Petroleum Coke
Asia-Pacific Economic Cooperation (APEC)

European Commission - Eurostat
Petroleum coke is a black solid by-product, obtained mainly by cracking and carbonising petroleum derived feedstock, vacuum bottoms, tar and pitches in processes such as delayed coking or fluid coking. It consists mainly of carbon (90 to 95%) and has a low ash content.

It is used as a feedstock in coke ovens for the steel industry, for heating purposes, for electrode manufacture and for production of chemicals. The two most important qualities are "green coke" and "calcinated coke".

This category also includes "catalyst coke" deposited on the catalyst during refining processes; this coke is not recoverable and is usually burned as refinery fuel.

International Energy Agency (IEA)
Petroleum coke is a black solid by-product, obtained mainly by cracking and carbonising petroleum derived feedstock, vacuum bottoms, tar and pitches in processes such as delayed coking or fluid coking. It consists mainly of carbon (90 to 95%) and has a low ash content.

It is used as a feedstock in coke ovens for the steel industry, for heating purposes, for electrode manufacture and for production of chemicals. The two most important qualities are "green coke" and "calcinated coke".

This category also includes "catalyst coke" deposited on the catalyst during refining processes; this coke is not recoverable and is usually burned as refinery fuel.

International Energy Forum Secretariat (IEFS)
Petroleum is a complex mixture of liquid hydrocarbons, chemical compounds containing hydrogen and carbon, occurring naturally in underground reservoirs in sedimentary rock. Petroleum is normally found at considerable depths beneath the earth’s surface, where under pressure, it is essentially liquid. At the surface and atmospheric pressure, petroleum comprises both natural gas and crude oil.

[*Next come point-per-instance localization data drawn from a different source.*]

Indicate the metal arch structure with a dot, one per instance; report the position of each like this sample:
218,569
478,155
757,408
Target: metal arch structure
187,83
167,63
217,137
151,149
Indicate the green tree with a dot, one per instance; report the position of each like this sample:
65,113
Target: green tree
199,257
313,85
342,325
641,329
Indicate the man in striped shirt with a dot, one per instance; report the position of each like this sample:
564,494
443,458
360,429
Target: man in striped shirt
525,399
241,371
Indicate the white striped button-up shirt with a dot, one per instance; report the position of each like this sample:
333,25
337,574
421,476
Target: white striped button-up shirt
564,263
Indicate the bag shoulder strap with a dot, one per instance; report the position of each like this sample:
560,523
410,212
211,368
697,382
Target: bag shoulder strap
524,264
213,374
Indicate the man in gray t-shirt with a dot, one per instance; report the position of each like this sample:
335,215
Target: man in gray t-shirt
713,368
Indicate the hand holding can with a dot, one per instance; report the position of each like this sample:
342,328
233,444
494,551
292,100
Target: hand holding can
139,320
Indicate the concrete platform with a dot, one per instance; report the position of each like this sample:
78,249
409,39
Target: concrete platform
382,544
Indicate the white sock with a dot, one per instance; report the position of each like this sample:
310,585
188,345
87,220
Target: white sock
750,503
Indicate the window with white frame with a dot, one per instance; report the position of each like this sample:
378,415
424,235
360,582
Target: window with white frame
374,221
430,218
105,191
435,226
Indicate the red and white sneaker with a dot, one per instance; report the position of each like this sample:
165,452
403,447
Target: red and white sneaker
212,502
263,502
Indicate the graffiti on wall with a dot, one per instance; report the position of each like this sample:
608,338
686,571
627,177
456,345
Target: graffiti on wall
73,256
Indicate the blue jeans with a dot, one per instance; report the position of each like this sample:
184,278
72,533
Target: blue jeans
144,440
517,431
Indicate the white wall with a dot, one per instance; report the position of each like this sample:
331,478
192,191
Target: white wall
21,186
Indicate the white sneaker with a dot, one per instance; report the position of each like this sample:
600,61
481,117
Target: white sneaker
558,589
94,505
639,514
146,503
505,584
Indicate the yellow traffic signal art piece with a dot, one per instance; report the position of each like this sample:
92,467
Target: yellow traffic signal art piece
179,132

The word petroleum comes from the Latin word, petra, meaning rock, and oleum,meaning oil. The word “petroleum” is often interchanged with the word “oil”. Broadly defined, it includes both primary (crude oil or unrefined) and secondary (refined)
products.

Latin American Energy Organization (OLADE)
Oil residue carbon: a by–product of the delayed coking unit in refineries. When correctly processed, it becomes a very valuable product used to manufacture electrodes.

United Nations Economic Commission for Europe (UNECE)
Petroleum coke is a black solid by-product, obtained mainly by cracking and carbonising petroleum derived feedstock, vacuum bottoms, tar and pitches in processes such as delayed coking or fluid coking. It consists mainly of carbon (90 to 95%) and has a low ash content.

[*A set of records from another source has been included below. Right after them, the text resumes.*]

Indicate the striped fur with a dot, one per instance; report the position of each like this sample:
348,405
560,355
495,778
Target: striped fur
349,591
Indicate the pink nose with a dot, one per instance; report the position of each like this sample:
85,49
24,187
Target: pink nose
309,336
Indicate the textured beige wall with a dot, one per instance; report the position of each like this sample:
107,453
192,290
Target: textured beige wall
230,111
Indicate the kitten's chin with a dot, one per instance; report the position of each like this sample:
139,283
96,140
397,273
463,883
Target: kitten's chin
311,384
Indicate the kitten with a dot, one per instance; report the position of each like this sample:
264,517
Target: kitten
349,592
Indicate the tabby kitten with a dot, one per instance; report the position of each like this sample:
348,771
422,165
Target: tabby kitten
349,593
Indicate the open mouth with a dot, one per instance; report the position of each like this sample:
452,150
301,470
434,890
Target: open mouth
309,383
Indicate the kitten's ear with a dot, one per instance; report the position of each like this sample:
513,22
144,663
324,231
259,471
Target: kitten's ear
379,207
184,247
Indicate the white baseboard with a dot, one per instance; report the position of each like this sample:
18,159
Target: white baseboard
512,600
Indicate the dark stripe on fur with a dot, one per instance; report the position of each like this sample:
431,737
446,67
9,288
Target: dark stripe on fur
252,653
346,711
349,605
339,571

It is used as a feedstock in coke ovens for the steel industry, for heating purposes, for electrode manufacture and for production of chemicals. The two most important qualities are "green coke" and "calcinated coke".

This category also includes "catalyst coke" deposited on the catalyst during refining processes; this coke is not recoverable and is usually burned as refinery fuel.

UNSD Energy Statistics Section
A shiny, black solid residue obtained by cracking and carbonization in furnaces. It consists mainly of carbon (90 to 95%) and generally burns without leaving any ash. It is used mainly in metallurgical processes.

It excludes those solid residues obtained from carbonization of coal.